The operation was even coordinated with the partisans in the area. On August 17th, the partisans attacked the Germans in the nearby towns and drew nearer to Hlybokaye. The Germans defended the town with tanks, cannons, and soldiers, and on August 18th, after a battle in which air support was also given to the Germans, the partisans were forced to retreat, and the Germans encircled the ghetto.

On the morning of August 19th, when the Germans attempted to enter the ghetto and locate Jews in hiding places, the resistance fighters began firing at them. Several armed Jews tried fleeing, but the Germans opened fire on them with machine guns and cannons, and most were killed. Only a few managed to escape. According to the partisans' data, about 100 Germans were killed in these battles. On August 20th, the ghetto was bombarded by planes, and many were killed. Almost all the Jews who remained in the ghetto, including Liberman, were killed in the act. The few survivors joined the partisans.

Human dilemmas that discouraged Jews from acting

Rochtzin's poignant words before the Lakhva Ghetto Uprising were echoed by others in the other towns where the Jews rebelled. "We need to be first, without fear, not to retreat," called Rochtzin to his comrades before the start of the battle. "If someone's fate is to fall in battle, he can find comfort in the fact that he has paved the way to life for others. We have nothing to lose. It is better to fall from a bullet while running than to run toward your grave. We have a chance that several will be able to escape and avenge those killed. Our goal – is forward, not retreat."

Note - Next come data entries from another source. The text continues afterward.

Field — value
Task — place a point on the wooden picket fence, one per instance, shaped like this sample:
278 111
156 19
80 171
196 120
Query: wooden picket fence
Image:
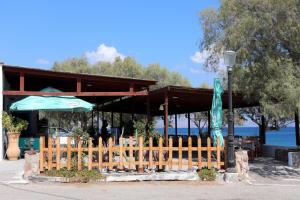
135 159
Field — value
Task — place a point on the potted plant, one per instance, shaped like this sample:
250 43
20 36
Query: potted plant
13 126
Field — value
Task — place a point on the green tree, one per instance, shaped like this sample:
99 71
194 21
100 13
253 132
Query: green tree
266 37
127 67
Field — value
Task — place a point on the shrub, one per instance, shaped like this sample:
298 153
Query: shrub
82 176
12 124
207 174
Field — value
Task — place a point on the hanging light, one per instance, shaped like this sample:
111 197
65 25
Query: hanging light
229 59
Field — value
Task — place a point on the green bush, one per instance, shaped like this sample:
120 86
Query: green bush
82 176
207 174
12 124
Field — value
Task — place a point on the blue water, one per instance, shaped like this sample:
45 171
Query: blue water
283 137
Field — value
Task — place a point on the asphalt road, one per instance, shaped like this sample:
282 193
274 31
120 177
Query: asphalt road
150 190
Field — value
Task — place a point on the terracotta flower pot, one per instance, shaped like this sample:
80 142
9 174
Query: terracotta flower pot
13 150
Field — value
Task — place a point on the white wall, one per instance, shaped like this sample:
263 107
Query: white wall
1 109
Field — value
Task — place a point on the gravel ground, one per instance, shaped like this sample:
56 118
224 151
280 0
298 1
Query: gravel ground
149 190
269 179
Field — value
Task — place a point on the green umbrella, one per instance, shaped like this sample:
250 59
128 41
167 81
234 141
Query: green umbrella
52 103
216 113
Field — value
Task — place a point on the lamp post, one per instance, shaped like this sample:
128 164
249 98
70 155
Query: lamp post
229 60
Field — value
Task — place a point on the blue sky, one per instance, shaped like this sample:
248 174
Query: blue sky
37 33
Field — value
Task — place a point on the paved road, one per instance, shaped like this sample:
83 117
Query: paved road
268 180
149 190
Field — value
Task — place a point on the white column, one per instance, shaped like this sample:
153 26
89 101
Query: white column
1 109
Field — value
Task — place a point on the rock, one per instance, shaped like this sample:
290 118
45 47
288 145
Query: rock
294 159
242 167
31 165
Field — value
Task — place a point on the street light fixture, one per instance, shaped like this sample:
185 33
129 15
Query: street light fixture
229 60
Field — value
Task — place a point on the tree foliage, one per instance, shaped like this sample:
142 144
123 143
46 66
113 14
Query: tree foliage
266 37
128 67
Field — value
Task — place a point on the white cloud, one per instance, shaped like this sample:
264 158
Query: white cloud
42 61
103 53
196 71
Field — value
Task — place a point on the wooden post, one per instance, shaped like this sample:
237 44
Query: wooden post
121 153
225 154
297 131
90 154
69 158
141 167
166 118
148 112
100 153
190 159
189 124
160 153
176 130
50 153
208 125
170 153
131 153
180 153
110 154
218 154
42 146
150 153
57 146
208 153
98 120
78 85
79 154
262 131
199 148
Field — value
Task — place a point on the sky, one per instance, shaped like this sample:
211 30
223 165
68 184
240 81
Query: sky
38 33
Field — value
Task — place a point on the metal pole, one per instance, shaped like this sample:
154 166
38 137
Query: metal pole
176 133
166 119
189 124
97 119
297 132
231 157
208 123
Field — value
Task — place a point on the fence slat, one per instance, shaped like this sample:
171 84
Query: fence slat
160 153
141 168
42 146
170 152
69 159
190 161
151 153
130 153
90 154
121 153
218 154
50 153
110 154
57 146
199 153
208 153
180 153
79 154
100 153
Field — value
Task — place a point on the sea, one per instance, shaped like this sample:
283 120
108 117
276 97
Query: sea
282 137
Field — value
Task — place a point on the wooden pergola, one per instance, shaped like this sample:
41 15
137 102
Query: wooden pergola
117 94
174 100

The chronicles of history may not have preserved the names of all the resistance leaders like Rochtzin in the other ghettos or the exact words they spoke. Still, the uprisings in Dzisna, Druya, Nyasvizh, Kletsk, Torchyn, Turiisk, Sarny, and Kostopil prove that at any given time, this was possible – desperate Jews did not go to their deaths like sheep to the slaughter.

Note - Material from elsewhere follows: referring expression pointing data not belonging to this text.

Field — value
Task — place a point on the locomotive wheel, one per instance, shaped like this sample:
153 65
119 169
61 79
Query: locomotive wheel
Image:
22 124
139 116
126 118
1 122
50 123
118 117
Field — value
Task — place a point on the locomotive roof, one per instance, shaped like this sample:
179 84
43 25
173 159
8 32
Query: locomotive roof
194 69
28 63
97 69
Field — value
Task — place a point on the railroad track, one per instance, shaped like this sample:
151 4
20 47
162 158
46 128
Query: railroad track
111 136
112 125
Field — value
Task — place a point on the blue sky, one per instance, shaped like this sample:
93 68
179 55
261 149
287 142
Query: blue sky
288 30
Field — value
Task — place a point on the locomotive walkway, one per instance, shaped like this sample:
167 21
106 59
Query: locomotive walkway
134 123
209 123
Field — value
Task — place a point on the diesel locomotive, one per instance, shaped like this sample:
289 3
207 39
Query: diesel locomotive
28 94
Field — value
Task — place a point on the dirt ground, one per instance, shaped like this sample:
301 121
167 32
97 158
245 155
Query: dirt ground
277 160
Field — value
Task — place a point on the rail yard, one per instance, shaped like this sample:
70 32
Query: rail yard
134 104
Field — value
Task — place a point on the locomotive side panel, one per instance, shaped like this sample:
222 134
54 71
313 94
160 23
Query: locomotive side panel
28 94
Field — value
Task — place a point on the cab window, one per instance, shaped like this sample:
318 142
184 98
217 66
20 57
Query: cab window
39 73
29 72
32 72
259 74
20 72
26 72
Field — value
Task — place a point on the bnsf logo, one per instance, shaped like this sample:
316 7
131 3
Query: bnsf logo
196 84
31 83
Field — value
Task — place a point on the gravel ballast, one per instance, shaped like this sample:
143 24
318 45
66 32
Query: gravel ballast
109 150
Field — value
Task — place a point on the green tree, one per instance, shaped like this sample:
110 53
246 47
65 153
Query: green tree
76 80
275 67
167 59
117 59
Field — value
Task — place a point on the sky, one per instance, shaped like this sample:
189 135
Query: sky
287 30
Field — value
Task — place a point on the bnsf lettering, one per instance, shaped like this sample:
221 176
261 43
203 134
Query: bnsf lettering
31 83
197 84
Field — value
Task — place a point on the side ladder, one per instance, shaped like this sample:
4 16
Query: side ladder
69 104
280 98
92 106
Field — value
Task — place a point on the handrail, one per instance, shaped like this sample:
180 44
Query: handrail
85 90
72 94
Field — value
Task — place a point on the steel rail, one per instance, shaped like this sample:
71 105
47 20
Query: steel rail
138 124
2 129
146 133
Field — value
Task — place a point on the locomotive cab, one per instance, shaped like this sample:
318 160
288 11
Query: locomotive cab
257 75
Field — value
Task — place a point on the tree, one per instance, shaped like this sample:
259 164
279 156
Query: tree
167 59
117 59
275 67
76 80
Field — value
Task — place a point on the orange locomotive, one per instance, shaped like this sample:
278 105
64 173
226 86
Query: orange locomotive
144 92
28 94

In Tuchyn, the Germans and Ukrainians encircled the ghetto and began to rain fire on it. Jewish resistance fighters returned fire, and others torched all the ghetto's houses and synagogues that the Germans converted into warehouses.

Most of the uprisings occurred between the summers of 1942 and 1943, in an area that was once a part of Poland between the two world wars but became a part of the Soviet Union in September 1939 and today belongs to Belarus. This raises two main questions: why then and why there?

Gershovich reminds us that the debate on these matters began well before he began researching them. He explains that Yitzchak Arad, may his memory be blessed – a Holocaust researcher and a partisan himself who fought the Nazis in his youth – ascribed similar attributes to all the ghettos in which uprisings occurred: organization and the torching of the ghettos, the breach of the ghetto's fences and gates and escape into the forests. No less important is that these ghettos were characterized by the Judenrat's and the Jewish police's association in the underground organizations and the uprisings.

"The characteristics of the uprisings in the small ghettos can be divided into objective and subjective ones that are connected to the motives of the Jews who participated in the active resistance of the Germans," says Gershovich. "In the first group of motives, I include the element of topography –proximity to forested areas to which people can easily escape and from within it to wage partisan warfare, and also the element of land cover: most of the small ghettos were characterized by small one-story houses made of wood that did not provide hiding places and were not suited for urban warfare, but did allow people to relatively easily torch them and take advantage of the chaos to breach the fences and escape."